Multi-member districts can create space for racial and ideological minorities, who may have trouble winning more than half the vote but can attract a loyal bloc, enough to come in second, third or fourth and earn a seat. Multi-member districts also defy gerrymandering. In a single-member district that’s split 60-40 along party lines, the 40 percent minority gets no representative. A ruling party can game the system by creating many such slim-margin districts in its favor, disenfranchising a sizable portion of the opposing party’s voters. But in a multi-member district, the 40 percent gets a share of the seats.

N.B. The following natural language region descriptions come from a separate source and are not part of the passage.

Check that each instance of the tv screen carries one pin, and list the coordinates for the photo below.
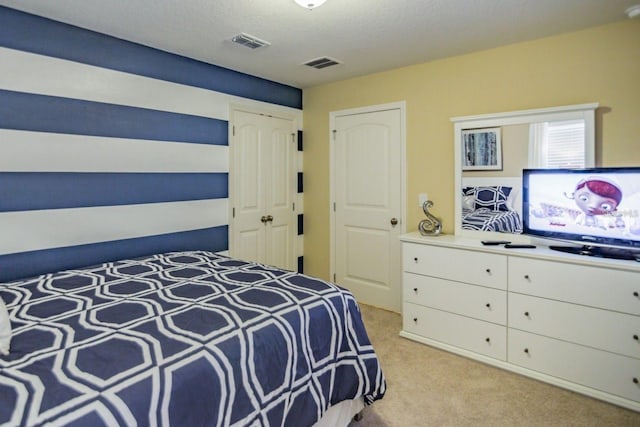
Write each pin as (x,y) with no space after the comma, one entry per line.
(599,206)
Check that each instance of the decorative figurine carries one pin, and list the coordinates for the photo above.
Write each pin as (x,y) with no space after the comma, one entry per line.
(432,226)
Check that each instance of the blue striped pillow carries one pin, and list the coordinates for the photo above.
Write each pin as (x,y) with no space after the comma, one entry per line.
(490,197)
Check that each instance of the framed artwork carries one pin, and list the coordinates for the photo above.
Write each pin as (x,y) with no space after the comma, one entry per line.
(481,149)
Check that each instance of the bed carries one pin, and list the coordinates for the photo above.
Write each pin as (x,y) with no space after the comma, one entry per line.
(492,204)
(183,338)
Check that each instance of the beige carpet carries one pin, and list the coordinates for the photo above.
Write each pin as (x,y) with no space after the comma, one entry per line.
(431,387)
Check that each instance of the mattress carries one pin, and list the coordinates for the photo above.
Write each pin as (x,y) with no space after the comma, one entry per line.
(182,338)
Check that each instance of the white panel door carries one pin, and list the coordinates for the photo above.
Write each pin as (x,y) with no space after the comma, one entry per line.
(263,187)
(368,206)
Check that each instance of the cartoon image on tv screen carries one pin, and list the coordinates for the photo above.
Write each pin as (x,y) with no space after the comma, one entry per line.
(606,205)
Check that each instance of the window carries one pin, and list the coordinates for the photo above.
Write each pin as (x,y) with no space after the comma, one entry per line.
(557,145)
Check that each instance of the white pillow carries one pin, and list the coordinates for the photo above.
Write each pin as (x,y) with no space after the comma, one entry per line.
(5,329)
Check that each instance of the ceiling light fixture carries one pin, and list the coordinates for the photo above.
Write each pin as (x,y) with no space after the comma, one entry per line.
(310,4)
(633,11)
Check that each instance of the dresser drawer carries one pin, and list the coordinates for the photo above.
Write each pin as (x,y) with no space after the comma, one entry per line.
(606,330)
(597,287)
(456,264)
(459,331)
(469,300)
(598,369)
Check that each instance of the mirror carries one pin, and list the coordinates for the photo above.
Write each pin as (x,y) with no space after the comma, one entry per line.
(492,149)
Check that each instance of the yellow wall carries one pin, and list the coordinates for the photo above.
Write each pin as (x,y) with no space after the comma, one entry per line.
(601,65)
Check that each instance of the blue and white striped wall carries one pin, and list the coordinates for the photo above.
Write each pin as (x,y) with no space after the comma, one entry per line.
(110,149)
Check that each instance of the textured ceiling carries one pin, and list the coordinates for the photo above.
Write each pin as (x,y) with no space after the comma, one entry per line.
(365,35)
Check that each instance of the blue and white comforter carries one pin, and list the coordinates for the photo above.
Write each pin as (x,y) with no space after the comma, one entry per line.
(189,338)
(485,219)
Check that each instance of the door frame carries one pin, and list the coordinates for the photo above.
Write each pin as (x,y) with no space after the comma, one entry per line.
(400,105)
(282,113)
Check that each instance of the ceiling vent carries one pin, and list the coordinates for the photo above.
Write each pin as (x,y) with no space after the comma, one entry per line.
(320,63)
(249,41)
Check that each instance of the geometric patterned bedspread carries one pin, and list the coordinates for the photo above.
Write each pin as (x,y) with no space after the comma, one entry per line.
(484,219)
(183,338)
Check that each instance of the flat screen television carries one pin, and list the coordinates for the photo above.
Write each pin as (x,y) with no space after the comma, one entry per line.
(596,210)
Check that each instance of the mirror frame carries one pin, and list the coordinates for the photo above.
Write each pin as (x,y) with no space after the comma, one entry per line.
(567,112)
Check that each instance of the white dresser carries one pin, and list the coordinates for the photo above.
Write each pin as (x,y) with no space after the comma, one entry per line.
(569,320)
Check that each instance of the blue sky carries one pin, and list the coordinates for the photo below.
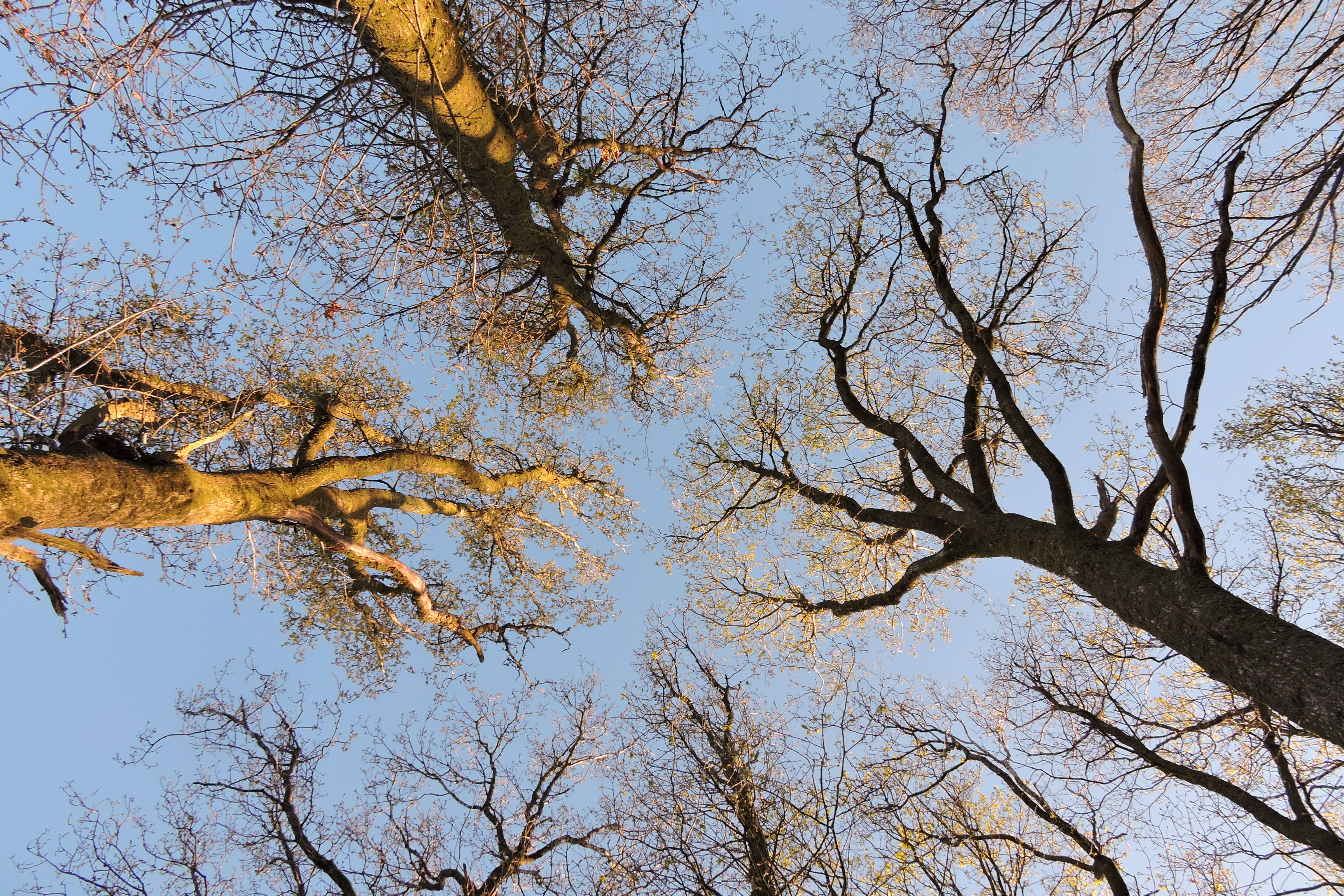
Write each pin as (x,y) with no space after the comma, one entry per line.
(72,700)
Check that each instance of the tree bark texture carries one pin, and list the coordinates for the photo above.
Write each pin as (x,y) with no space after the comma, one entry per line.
(1294,671)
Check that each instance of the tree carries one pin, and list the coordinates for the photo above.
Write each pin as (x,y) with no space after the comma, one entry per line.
(514,187)
(948,312)
(523,183)
(475,799)
(135,406)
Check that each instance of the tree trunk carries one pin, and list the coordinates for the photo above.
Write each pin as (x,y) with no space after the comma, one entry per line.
(83,487)
(1296,672)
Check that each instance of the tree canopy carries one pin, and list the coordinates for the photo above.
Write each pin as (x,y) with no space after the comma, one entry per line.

RCV breaks the grip of the two-party system in another way, by solving the problem of spoiler candidates and boosting voter engagement. In RCV, a voter’s second-choice candidate receives her vote if her first choice is eliminated. The same is true for her third choice if the second choice is eliminated. And so on. If the 2016 presidential election had been non-partisan and ranked-choice, Bernie Sanders and Hillary Clinton voters could have been at peace, knowing that by marking the other Democrat as their second choice, they would still be casting a vote against Donald Trump—even if their first choice didn’t win.
A perfect storm of dysfunction, corruption and diminishing democracy is driving the recent revival of support for PR. The GOP’s radical gerrymandering of legislative districts, and the flood of corporate dark money since the Supreme Court’s 2010 Citizens United decision, have spotlighted how our political system is rigged against democracy in favor of wealth and power. (That’s in addition to Donald Trump’s constant laments about the rigging of the system and his incessant efforts to rig it for himself.)
In that grim context, PR’s bold and hopeful vision for how our system can work better is gaining traction and winning converts. It’s a solution well suited to this moment of democratic dysfunction and a flowering of local experiments.
“We’re in a crisis whose depth is not fully understood yet,” says Rob Richie, executive director of FairVote, a national advocacy organization working to promote PR. “People are hoping they can fix it with Band-Aids, and I don’t think they can. And as that sinks in, more and more people will see that PR bends things toward the changes that we need to make.”